The Pontiff honored the martyrs of the persecuted Hungarian Church
"From all of Pope Francis' speeches during his visit to Hungary, it was evident that he pays attention to our concerns and our situation. We received the encouragement we needed from him," said Cardinal Péter Erdő, pointing out that the martyrs of the persecuted Church were specially honored.
Pope Francis, following the 2021 International Eucharistic Congress, decided to return to Hungary for a pastoral visit, which “is intended for us,” and he did not change his decision despite the outbreak of war and the insistence of the global media that the true purpose of the papal visit was a possible political negotiation, all of which proved to be untrue. As Cardinal Erdő Péter noted, he immediately expressed his gratitude to the Holy Father in a letter after the papal visit.
Erdő Péter mentioned that Pope Francis enjoys visiting small nations, and although Hungary is located in the heart of Europe, our history shows that we have always been a borderland between East and West, or even between North and South. This has brought about much suffering but also many lessons and opportunities throughout time, he said, citing the possibility of dialogue.
This was also indicated by the logo of the visit, featuring a river image, which not only separates but also, if we can build bridges, connects communities, he added.
Erdő Péter mentioned the speech of Pope Francis at the Carmelite Monastery, delivered in front of the diplomatic corps, which, despite addressing politicians, was much more pastoral than political. Even though he emphasized European values, he did not speak about specific political actions, causing “some surprise,” he remarked.
According to the Cardinal, considering Hungarian history, Pope Francis was much less strict with priests and bishops during his meetings at St. Stephen’s Basilica than usual. The Pope empathized with the situation of the Hungarian Church, which suffered greatly during the communist era, “he knew” when priests and monks were imprisoned, and although he provided advice to the Hungarian community, he was not as harsh with the clergy as he typically is.

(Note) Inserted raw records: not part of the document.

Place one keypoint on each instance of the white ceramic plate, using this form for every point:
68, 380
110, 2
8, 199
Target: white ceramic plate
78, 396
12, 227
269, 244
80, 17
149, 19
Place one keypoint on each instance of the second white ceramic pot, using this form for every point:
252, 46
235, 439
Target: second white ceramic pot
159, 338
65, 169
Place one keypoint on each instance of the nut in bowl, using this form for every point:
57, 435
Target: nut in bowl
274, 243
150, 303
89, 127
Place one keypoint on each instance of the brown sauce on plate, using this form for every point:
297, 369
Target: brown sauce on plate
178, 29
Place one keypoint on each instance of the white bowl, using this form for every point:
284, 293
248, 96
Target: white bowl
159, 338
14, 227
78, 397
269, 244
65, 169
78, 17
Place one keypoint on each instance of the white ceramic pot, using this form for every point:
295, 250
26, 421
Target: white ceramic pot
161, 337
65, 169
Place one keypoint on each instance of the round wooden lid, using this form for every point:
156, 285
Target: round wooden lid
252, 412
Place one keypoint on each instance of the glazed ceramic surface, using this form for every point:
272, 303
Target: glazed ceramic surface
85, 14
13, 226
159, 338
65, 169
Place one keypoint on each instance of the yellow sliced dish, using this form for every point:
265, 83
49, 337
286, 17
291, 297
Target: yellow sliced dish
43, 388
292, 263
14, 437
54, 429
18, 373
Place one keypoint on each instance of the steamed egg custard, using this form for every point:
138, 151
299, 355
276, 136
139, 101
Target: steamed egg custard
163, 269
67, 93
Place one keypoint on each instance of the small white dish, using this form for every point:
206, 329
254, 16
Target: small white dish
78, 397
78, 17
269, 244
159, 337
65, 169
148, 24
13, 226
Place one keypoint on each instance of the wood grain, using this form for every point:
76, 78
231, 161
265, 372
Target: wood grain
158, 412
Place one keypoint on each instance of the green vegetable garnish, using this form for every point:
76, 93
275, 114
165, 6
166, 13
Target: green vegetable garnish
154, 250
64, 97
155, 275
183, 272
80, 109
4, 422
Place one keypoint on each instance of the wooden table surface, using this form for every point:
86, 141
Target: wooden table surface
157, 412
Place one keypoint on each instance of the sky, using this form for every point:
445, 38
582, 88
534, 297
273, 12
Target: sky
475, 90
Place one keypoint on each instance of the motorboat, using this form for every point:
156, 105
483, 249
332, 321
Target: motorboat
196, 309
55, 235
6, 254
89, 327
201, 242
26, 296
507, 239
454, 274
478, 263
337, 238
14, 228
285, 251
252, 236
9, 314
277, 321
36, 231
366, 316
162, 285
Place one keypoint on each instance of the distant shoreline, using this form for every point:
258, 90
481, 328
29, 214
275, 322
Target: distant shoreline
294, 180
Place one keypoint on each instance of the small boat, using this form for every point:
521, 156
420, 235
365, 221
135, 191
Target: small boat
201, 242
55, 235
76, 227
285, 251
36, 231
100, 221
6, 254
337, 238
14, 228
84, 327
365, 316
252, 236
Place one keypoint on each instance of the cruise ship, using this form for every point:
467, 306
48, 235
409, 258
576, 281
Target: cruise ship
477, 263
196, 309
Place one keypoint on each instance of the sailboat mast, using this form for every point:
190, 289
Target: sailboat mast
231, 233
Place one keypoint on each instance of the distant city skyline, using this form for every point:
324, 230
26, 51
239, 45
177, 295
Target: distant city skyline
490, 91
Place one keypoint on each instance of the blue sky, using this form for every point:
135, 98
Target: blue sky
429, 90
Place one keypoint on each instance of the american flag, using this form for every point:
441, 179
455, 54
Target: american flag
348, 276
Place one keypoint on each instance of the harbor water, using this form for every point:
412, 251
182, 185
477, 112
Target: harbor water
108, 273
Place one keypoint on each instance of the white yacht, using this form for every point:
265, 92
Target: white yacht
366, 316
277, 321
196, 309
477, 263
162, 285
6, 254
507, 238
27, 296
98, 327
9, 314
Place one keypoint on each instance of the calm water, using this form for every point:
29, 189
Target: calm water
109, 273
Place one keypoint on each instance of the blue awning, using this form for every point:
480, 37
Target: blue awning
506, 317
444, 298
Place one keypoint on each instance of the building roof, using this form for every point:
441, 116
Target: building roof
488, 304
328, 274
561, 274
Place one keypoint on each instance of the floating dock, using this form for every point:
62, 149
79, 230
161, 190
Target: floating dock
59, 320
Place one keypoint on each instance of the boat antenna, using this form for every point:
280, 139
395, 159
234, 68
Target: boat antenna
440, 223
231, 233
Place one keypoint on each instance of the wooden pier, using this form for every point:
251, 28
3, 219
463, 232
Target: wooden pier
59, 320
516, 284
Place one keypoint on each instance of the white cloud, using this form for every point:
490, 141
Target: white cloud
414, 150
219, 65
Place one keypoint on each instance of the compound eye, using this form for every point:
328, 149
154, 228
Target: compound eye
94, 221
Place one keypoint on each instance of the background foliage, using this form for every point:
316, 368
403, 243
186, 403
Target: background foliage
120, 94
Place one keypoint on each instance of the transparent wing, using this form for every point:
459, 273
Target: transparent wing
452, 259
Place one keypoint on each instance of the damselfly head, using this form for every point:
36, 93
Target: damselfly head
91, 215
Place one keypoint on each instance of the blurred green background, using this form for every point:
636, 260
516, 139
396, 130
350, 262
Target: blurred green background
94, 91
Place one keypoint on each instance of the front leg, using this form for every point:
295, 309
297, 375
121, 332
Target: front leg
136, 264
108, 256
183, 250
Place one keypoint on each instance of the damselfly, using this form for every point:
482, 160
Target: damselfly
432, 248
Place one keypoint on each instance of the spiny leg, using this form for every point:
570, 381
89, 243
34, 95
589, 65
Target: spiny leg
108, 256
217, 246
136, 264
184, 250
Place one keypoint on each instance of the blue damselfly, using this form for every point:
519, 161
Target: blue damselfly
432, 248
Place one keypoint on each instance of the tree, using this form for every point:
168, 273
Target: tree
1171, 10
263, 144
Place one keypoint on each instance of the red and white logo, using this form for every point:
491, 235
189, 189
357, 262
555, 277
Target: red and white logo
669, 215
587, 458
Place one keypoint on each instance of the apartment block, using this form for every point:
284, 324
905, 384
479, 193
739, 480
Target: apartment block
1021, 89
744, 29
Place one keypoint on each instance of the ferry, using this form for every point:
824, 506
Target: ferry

Pope Francis spoke at Heroes’ Square about supporting the vulnerable and welcoming refugees, recalled Erdő Péter, adding that there is a false perception in the world public opinion that Hungarians do not value diversity. However, the Kiev annals mention the conquering Hungarians who traveled with their livestock for weeks: for two weeks, the “white Hungarians” went, followed by two weeks of the “black Hungarians”. This shows that even in Kiev, they were not uniform in color. In the Carpathian Basin, the conquering Hungarians encountered other ethnic groups, and after the Turkish rule, the country had to be resettled. So, far from not appreciating diversity, “we are all different,” as half of the people living in present-day Hungary are descendants of those who settled after the Turkish era, and it is a “cultural miracle” that we have all become Hungarians.
Comparing the recent apostolic visit to the one 33 years ago, Erdő Péter recalled that the year 1991 was in many ways euphoric and full of expectations. The constraints of communism had already ceased, although signs of economic troubles were apparent, society had not yet realized them. In contrast, after many disappointments and becoming disheartened, we awaited the Pope for encouragement and hope, to see the value in our own best initiatives and carry them forward. And we received this encouragement – the cardinal appreciated.
Erdő Péter emphasized the importance of Pope Francis referring to Saint Stephen in his speeches in Hungary. At the closing Mass in Kossuth Square, he once again offered Hungary to the Virgin Mary, as he repeated his offer from last year for Ukraine and Russia. With this, the Holy Father expressed that we greatly need the intercession of the Virgin Mary, he added.
The motto of the papal visit – “Christ is our future” – according to the cardinal, conveys a strong message. The universal Church is also at a crossroads, and it must ask the question of whether being a Christian means merely proclaiming what is popular by considering the demands of the contemporary world or being “disciples of Christ.”